Verses 17 and 18 say, “So the field of Ephron which was in Machpelah, which was before Mamre, the field and the cave which was in it, and all the trees that were in the field, which were within all the surrounding borders, were deeded to Abraham as a possession in the presence of the sons of Heth, before all who went in at the gate of his city.”
Later, when Joshua son of Nun conquered the land, he buried the bones of Joseph, which the people took when they left Egypt, in Shechem. Joshua 24:32 says that “Jacob had bought” that plot “from the sons of Hamor the father of Shechem for one hundred pieces of silver.”
Long after that, king David bought from Araunah his threshing floor for 50 shekels of sliver. This is the exact spot on Mount Moriah where God demanded the sacrifice of Isaak, and where later the Temple was built.

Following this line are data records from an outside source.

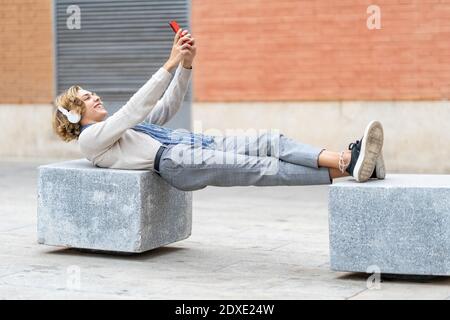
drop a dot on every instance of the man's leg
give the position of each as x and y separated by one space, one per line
272 144
286 149
192 168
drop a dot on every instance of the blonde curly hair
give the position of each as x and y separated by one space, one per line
66 130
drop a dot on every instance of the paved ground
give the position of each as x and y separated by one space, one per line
247 243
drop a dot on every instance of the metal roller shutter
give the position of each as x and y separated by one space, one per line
119 46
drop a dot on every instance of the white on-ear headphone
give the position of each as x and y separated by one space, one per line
71 116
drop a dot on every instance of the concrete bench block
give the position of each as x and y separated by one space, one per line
87 207
400 225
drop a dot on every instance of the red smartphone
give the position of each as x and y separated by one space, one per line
174 25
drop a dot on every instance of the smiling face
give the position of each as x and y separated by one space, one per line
95 112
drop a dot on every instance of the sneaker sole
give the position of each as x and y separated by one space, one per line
370 150
380 167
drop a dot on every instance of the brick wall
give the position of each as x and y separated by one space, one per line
257 50
26 57
284 50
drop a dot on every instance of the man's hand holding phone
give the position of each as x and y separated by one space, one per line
183 49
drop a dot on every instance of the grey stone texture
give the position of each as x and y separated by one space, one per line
400 225
87 207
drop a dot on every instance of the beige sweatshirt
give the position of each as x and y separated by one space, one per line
112 144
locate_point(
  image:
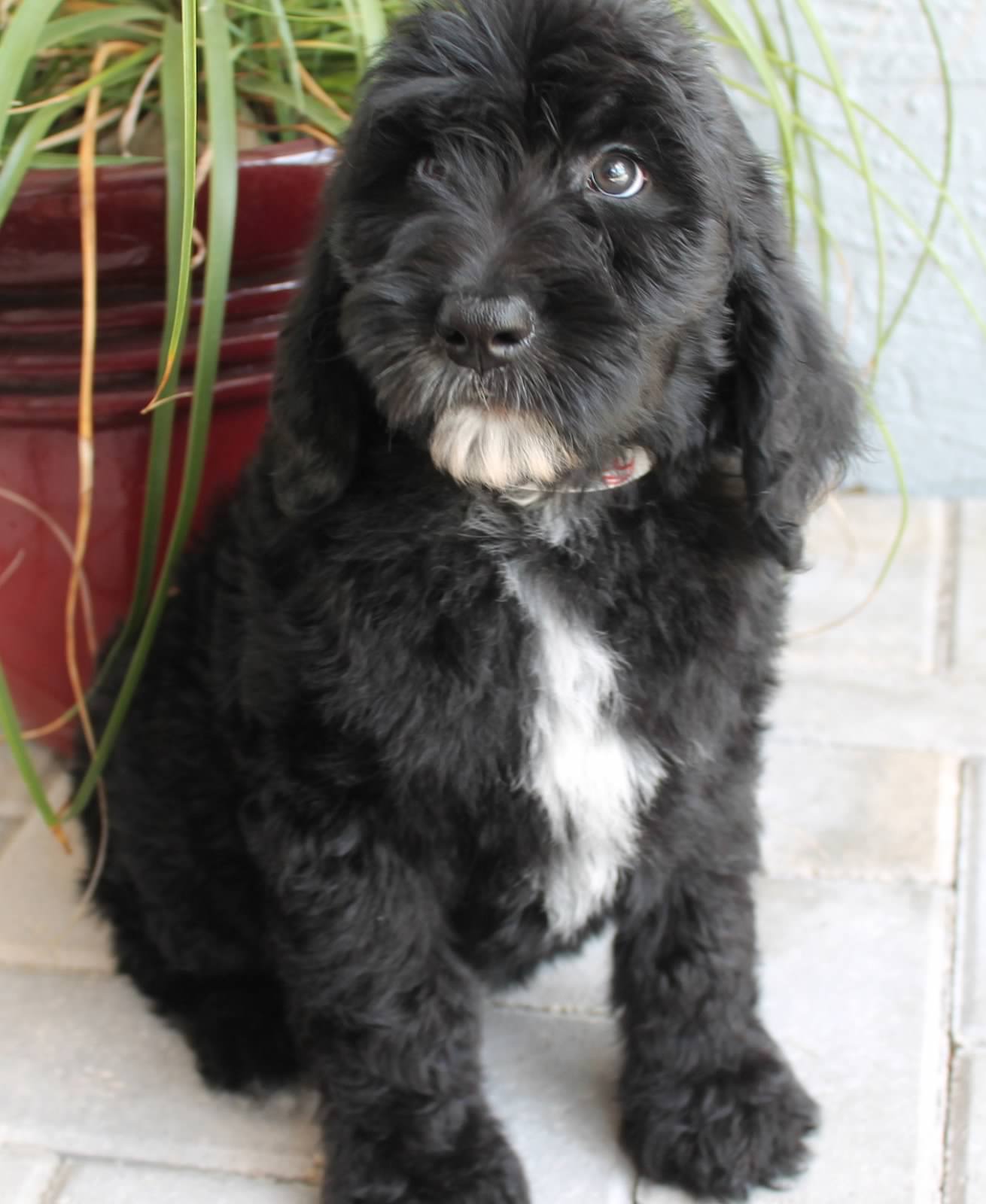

Abraham had been to all the three places – Hebron, Shechem and Mount Moriah. These three are key places for the children of Israel.
According to Deuteronomy 11:29-30, Shechem became a place of making a Covenant with the Lord.
Before Hebron became the capital city of Israel, it was the capital city of king David.
On Mount Moriah, the Temple was built.
Today Arabs demand Israelites to leave the territories adjoining the West Bank, the heart of Israel, - Judah and Samaria. Arabs show the most violent resistance in Nablus or former Shechem, in Hebron and on the territory of the Temple that is in West Jerusalem.
Not only God promised the Israelites, the generations of Abraham, to bring them back to their own land; these places belong to the Israelites legally. These were bought by Abraham, Jacob and David. No changes have ever been made to those deals, and the territory bought legally cannot pass to others only because of temporary absence of their legal owners. We can specifically mention a prophecy in Ezekiel 36:2-4,
“Thus says the Lord God: ‘Because the enemy has said of you, ‘Aha! The ancient heights have become our possession,’’ therefore prophesy, and say, ‘Thus says the Lord God: ‘Because they made you desolate and swallowed you up on every side, so that you became the possession of the rest of the nations, and you are taken up by the lips of talkers and slandered by the people’, therefore, O mountains of Israel, hear the word of the Lord God! Thus says the Lord God to the mountains, the hills, the rivers, the valleys, the desolate wastes, and the cities that have been forsaken, which became plunder and mockery to the rest of the nations all around…”
At all times, Israel was under attack of leaving its country, and today is no different.
That is what happened recently. Jews are not allowed to settle in their own land – the West Bank, which is given by God and is bought legally. This is where Jews face the fiercest confrontation. However, neither Arabic opposition nor plans to have an Arab-Palestinian state can annul the fact that God gave that land to the children of Israel.
Jews are often accused of illegally occupying Arabic territories; but these are intentionally misrepresented accounts.